Personal information
- Born: October 24, 1988 (age 36) Atlanta, Georgia, U.S.
- Height: 6 ft 0 in (1.83 m)
- Weight: 180 lb (82 kg)

Career information
- High school: Marietta (GA) Wheeler
- College: Fort Valley State
- NFL draft: 2014: undrafted

Career history
- Seattle Seahawks (2014)*; Washington Redskins (2014–2015)*; Hamilton Tiger-Cats (2016)*; Los Angeles KISS (2016); Tampa Bay Storm (2017)*; Baltimore Brigade (2017); Washington Valor (2019);
- * Offseason and/or practice squad member only

Awards and highlights
- HBCU All-American (2013); First-team All-SIAC (2013);

Career Arena League statistics
- Total tackles: 33.5
- Pass deflections: 3
- Stats at ArenaFan.com
- Stats at Pro Football Reference

= Trey Wolfe =

American football player (born 1988)

Thomas Wolfe III (born October 24, 1988) is an American former football defensive back.
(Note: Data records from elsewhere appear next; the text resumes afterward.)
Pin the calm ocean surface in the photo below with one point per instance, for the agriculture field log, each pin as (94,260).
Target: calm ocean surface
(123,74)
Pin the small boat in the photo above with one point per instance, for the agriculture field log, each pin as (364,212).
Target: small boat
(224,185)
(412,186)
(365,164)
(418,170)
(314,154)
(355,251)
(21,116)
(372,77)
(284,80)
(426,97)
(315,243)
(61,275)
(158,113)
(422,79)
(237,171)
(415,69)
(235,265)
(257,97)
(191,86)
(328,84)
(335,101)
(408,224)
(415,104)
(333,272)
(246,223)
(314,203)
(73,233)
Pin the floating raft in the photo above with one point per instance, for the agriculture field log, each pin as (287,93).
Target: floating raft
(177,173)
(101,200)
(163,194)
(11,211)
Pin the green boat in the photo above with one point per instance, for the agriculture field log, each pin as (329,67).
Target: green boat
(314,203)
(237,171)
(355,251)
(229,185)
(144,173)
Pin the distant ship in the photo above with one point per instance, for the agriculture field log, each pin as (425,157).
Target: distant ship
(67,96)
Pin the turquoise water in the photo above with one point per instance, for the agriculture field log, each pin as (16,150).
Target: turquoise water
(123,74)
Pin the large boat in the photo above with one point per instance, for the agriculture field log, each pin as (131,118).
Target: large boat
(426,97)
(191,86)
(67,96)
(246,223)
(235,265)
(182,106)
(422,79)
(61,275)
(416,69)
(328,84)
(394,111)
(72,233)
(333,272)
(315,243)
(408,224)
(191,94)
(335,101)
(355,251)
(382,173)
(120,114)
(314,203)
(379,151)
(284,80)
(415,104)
He played college football at Fort Valley State University and attended Joseph Wheeler High School in Marietta, Georgia.

==Early life==
Wolfe attended Joseph Wheeler High School where he starred football, basketball, and baseball.

==College career==
Wolfe played for the Reedley Tigers from 2007 to 2009. Wolfe transferred to Midwestern State played in 2010 with the Mustangs before he tore his Achilles tendon. Wolfe played for the Fort Valley State Wildcats in 2013. He played in 12 games during his career including 9 starts at cornerback. Wolfe was named a First-team All-Southern Intercollegiate Athletic Conference selection and HBCU All-American following the 2013 season.

==Professional career==

===Seattle Seahawks===
Wolfe signed with the Seattle Seahawks as an undrafted free agent. Wolfe was waived on August 6, 2014. Wolfe was re-signed on August 10, 2014 and waived again on August 25.

===Washington Redskins===
Wolfe was signed to the Washington Redskins practice squad on November 26, 2014. He was waived on May 4, 2015. Wolfe was re-signed by the Redskins on May 28, 2015.

===Hamilton Tiger-Cats===
Wolfe was signed by the Hamilton Tiger-Cats on May 28, 2016. He was waived on June 20, 2016.

===Los Angeles KISS===
On July 7, 2016, Wolfe was assigned to the Los Angeles KISS.

===Tampa Bay Storm===
On October 14, 2016, Wolfe was assigned to the Tampa Bay Storm. On January 5, 2017, Wolfe had his rookie option exercised by the Storm.

===Baltimore Brigade===
On February 24, 2017, Wolfe was traded to the Baltimore Brigade for claim order positioning and future considerations.

===Washington Valor===
On April 2, 2019, Wolfe was assigned to the Washington Valor.